F&C Investments FCIT

In QuotedData’s morning briefing 25 July 2022:

  • Aquila Energy Efficiency (AEET) has committed a further £8.3m of which £3.9m has been deployed in a project including a cluster of 32 energy efficiency projects for small residential buildings and condominiums qualifying for the Italian Superbonus incentive scheme. It has also committed to three transactions in Spain, which includes an investment in a 3.83MWp roof mounted solar PV plant for self-consumption located near Tarragona, a cluster of three solar PV plants for self-consumption located in Zaragoza, Aragon, totalling 0.4MWp and comprising two ground mounted and one roof mounted plant and a cluster of up to 11 solar PV plants totaling 13 MWp for industrial and commercial companies originated by Solarnub, a trading management platform for solar companies. Finally, AEET has invested in combined heat and power (CHP) projects in the UK developed by three separate energy service companies (ESCOs) with whom additional investments are expected to be made.

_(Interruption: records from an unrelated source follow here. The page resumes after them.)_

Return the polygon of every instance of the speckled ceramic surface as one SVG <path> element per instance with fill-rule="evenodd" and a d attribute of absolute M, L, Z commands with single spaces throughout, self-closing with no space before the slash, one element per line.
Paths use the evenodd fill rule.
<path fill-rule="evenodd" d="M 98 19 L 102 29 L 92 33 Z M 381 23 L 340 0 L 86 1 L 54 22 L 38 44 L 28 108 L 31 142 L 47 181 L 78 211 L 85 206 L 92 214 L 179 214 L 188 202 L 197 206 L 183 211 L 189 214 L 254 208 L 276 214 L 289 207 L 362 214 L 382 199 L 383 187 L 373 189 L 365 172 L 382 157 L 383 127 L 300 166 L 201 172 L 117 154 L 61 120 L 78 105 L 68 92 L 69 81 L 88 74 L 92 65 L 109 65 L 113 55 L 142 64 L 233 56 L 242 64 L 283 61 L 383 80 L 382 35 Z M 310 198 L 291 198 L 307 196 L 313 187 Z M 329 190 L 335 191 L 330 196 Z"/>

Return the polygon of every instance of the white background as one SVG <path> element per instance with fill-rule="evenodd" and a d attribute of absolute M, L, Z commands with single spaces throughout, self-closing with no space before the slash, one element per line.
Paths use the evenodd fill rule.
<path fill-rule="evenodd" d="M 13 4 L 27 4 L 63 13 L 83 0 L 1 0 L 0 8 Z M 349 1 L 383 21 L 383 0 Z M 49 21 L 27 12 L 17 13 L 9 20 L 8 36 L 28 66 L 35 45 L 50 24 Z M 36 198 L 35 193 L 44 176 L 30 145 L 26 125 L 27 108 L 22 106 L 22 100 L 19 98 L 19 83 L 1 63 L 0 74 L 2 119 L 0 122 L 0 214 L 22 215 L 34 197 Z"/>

  • Pantheon Infrastructure (PIN) has agreed to invest, subject to EU Merger Clearance, €47m (£40m) in Fudura, a market leading business-to-business owner and provider of medium-voltage electricity infrastructure in the Netherlands, with a focus on transformers, metering devices and related data services. PINT co-invested alongside DIF Capital Partners. PINT’s manager said: ‘The investment in Fudura fits well with our objectives and PINT’s strategy and we look forward to our partnership with DIF on this asset.’

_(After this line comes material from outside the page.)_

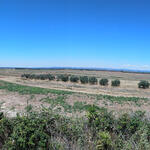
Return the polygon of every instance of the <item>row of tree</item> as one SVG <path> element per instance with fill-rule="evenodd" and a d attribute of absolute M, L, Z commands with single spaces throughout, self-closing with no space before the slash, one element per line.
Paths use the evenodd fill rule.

  • F&C (FCIT) has posted its half-year report for the six months to 30 June 2022, during which time it delivered a NAV total return of -9.6%, whilst its benchmark fell by 10.7%. A widening in the company’s discount from 7.3% to 9.6%, meant that the shareholder total return was -11.8%. The team attributed the performance to a substantial rise in inflation, caused by sharply rising energy prices after Russia’s invasion of Ukraine, coupled with post-Covid supply chain issues. The company paid a final dividend of 3.8p in May and drew down 1.7 pence per share from its revenue reserve to help fund the full year dividend of 12.8 pence. The chair said that despite a strong recovery from the pandemic, there remains significant uncertainty with respect to its full year income but, at this point, it is unlikely that earnings will cover the full year dividend payment to shareholders. Therefore, as was the case in 2021, F&C expects to fund a proportion of the annual payment from its revenue reserves, which continue to represent over one year’s worth of annual dividends.
  • Home REIT (HOME) has been added as a constituent of the FTSE 250 Index.

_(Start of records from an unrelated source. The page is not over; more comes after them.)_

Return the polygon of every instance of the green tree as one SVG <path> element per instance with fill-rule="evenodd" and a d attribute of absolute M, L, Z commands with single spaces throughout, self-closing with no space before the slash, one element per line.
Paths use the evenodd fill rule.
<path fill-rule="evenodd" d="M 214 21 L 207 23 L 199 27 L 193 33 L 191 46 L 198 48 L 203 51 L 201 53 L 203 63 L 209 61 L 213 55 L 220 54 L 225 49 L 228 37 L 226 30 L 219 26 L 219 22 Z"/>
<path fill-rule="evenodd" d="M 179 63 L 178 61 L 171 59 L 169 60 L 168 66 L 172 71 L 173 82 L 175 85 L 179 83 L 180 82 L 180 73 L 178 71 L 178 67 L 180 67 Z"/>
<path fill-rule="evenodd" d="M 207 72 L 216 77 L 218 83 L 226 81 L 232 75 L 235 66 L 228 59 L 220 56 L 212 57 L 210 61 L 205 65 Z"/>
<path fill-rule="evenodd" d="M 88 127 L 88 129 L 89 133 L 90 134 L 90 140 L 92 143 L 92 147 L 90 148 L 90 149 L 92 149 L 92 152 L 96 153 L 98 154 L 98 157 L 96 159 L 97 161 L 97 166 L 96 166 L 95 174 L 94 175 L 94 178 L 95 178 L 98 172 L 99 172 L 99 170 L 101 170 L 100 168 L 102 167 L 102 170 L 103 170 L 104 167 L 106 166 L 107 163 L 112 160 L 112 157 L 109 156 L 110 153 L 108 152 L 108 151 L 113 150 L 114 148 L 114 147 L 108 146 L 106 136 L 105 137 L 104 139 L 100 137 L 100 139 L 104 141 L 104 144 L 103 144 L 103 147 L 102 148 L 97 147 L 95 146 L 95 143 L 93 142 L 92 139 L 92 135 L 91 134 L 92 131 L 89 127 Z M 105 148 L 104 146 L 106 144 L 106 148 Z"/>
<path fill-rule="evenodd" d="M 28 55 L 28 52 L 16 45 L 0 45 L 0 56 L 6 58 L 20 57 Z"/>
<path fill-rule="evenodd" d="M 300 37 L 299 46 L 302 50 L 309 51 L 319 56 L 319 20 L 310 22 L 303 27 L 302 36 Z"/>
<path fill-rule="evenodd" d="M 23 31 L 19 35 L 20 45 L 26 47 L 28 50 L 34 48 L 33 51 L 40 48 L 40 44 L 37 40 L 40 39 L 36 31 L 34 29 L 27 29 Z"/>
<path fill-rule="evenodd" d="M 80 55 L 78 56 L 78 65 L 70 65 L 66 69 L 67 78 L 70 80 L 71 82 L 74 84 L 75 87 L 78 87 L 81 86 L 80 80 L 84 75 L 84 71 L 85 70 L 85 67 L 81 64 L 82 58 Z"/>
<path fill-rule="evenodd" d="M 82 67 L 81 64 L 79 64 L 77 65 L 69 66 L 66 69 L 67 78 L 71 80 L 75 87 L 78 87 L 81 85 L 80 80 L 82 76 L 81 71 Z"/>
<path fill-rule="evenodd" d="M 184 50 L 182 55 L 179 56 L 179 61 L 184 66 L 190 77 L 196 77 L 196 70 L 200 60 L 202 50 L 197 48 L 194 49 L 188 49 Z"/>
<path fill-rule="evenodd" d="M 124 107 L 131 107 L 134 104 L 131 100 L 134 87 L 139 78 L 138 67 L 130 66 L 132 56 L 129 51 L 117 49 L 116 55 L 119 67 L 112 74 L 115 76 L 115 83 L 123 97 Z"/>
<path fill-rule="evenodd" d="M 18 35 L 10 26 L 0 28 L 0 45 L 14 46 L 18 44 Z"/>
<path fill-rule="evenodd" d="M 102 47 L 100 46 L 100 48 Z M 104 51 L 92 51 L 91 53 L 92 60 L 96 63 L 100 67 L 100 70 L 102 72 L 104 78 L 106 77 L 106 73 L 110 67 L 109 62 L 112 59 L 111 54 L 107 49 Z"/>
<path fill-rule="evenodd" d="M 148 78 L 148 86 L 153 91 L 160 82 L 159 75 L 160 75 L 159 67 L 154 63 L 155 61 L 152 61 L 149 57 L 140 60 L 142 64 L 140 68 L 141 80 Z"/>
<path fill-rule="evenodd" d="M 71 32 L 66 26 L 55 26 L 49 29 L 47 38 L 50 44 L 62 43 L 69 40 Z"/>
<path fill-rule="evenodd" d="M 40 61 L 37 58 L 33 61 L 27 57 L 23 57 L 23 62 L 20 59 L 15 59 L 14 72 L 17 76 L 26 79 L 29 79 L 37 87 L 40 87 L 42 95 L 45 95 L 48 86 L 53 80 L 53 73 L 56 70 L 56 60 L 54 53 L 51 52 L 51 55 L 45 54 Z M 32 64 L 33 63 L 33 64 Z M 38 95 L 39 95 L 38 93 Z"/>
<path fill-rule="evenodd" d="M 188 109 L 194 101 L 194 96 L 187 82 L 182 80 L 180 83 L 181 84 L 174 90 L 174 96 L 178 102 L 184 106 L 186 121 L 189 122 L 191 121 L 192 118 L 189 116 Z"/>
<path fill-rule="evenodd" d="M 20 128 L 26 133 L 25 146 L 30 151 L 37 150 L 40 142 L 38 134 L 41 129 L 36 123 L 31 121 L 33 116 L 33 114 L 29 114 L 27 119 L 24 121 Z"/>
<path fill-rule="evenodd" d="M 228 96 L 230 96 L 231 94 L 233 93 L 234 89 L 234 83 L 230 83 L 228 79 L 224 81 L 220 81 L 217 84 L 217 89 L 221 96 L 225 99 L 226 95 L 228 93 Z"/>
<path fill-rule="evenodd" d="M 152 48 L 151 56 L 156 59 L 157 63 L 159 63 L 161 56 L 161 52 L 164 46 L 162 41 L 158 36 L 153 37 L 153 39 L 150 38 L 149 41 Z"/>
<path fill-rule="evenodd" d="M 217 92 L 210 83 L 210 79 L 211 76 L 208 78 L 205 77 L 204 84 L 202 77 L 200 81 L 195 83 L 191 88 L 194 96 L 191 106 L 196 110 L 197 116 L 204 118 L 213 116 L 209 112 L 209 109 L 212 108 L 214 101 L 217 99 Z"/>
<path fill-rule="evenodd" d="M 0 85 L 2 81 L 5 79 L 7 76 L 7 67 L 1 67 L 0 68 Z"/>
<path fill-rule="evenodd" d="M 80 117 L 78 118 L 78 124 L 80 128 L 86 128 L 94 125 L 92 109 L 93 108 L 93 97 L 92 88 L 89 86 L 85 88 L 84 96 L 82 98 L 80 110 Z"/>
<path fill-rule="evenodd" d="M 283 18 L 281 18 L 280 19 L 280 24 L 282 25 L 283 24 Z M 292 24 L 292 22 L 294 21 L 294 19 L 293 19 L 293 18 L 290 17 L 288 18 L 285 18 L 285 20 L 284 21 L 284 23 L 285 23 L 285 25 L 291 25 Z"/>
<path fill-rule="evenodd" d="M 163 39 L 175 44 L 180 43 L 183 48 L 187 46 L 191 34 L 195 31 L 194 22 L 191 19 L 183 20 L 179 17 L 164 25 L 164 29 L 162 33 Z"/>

  • Primary Health Properties (PHP) has acquired the Strawberry Hill Medical Centre, Newbury for £7.25m. The property is fully let to two GP practices, providing 100% government backed income, with an unexpired term of 19 years, and benefits from facilities for carrying out broader medical services such as minor operations and blood tests. Following completion, PHP’s portfolio comprises 512 assets, of which 20 are in Ireland, with a contracted rent roll of £143m.

We also have an annual report from SVM UK Emerging.